For about 6 months every while i've been having a hard time turning the key.. Sometimes it works fine for a while, then it doesn't.. over the past week its just been getting really bad.. I've been trying to turn it for about an hour today and nothing is happening.. I've read some stuff about spraying wd40 or graphite spray inside to greese it up, but that it wont last forever.. Does anyone know a place in Long Island New York to bring this to to get fixed since pontiac is gone?

Please help me with this asap guys:confused


----------



## GTO JUDGE (May 14, 2005)

The mechanism is worn to the point its failing. Repair or replacement is now inevitable. Graphite or a dry teflon lube will help with the friction but your issue is beyond lubrication.

The best bet for longevity on NOT having his problem is to keep the weight off the key fob. The weight from added house keys, other car keys and such weighs the key fob and the metal to metal wears excessively. Not to say this is the only reason for this but the added weight contributes to excessive more rapid wear on the mechanism.


----------



## hockey499s (Sep 22, 2009)

Do you know where i could take it to get fixed since pontiac is not an option any more?


----------



## GTO JUDGE (May 14, 2005)

hockey499s said:


> Do you know where i could take it to get fixed since pontiac is not an option any more?
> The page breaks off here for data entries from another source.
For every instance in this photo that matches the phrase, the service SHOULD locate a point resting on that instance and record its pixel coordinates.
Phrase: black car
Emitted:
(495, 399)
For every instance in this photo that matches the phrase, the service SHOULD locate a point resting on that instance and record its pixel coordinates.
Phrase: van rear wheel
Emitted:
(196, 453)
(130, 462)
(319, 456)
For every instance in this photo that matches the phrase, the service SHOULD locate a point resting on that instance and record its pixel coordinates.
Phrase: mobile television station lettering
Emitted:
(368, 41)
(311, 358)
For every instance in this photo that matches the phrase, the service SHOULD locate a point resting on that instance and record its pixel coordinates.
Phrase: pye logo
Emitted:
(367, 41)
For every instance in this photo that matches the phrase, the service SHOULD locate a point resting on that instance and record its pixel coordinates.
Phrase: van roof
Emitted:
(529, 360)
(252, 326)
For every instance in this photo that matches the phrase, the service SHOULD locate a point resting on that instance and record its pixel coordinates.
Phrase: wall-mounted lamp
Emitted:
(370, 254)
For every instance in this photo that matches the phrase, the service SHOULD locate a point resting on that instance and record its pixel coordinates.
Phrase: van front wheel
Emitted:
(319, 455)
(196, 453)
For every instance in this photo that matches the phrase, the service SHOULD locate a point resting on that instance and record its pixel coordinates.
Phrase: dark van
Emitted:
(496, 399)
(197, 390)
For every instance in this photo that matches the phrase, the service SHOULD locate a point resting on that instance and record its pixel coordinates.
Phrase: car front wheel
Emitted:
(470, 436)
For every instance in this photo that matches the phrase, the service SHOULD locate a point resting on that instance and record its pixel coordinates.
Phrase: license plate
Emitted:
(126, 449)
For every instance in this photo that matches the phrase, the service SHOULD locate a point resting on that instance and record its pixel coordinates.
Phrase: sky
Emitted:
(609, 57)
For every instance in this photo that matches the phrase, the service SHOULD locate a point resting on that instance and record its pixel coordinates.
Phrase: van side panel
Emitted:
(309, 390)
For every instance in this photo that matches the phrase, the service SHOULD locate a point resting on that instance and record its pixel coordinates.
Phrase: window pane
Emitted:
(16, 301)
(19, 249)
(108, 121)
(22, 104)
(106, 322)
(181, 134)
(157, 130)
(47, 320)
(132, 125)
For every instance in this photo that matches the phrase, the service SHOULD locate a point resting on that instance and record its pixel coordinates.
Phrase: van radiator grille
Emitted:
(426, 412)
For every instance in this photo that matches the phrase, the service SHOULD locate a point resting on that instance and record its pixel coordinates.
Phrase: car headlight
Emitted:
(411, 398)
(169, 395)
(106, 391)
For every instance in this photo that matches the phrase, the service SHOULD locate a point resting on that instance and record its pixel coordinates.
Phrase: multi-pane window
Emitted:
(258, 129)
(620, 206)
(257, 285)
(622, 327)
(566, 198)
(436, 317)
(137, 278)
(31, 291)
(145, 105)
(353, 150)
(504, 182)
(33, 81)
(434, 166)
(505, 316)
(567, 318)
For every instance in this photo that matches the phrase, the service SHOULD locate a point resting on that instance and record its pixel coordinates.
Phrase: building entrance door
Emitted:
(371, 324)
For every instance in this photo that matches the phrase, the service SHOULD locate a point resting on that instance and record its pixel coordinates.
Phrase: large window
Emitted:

If you want a dealer to fix it why not call a former Pontiac Dealer, they still perform service. I'd also consider a locksmith versed in auto locks.


----------



## hockey499s (Sep 22, 2009)

Ok, Thanks a lot.


----------



## atx63bravo (Apr 11, 2011)

*Having the same exact problem*

I am currently experiencing the same issues as you. I am noticing that when it is REALLY hot out side, about 100 degrees, the key gets pretty much impossible to turn until the temperature in the car lowers and then I can generally get it going. I have been doing alot of looking into this and I feel confident in replacing the ignition cylinder sleeve. I just ordered my new one for about 35 shipped from gmpartsdirect.com, and the part number is 92234035. Also, watch this video on Youtube, it seems like it is pretty easy to do. 



 (sorry mods if I should not have put a link in here, delete if necessary. ) For the price and relative ease of install I would go ahead and do it as a preventative measure. Hope this helps ya out.


----------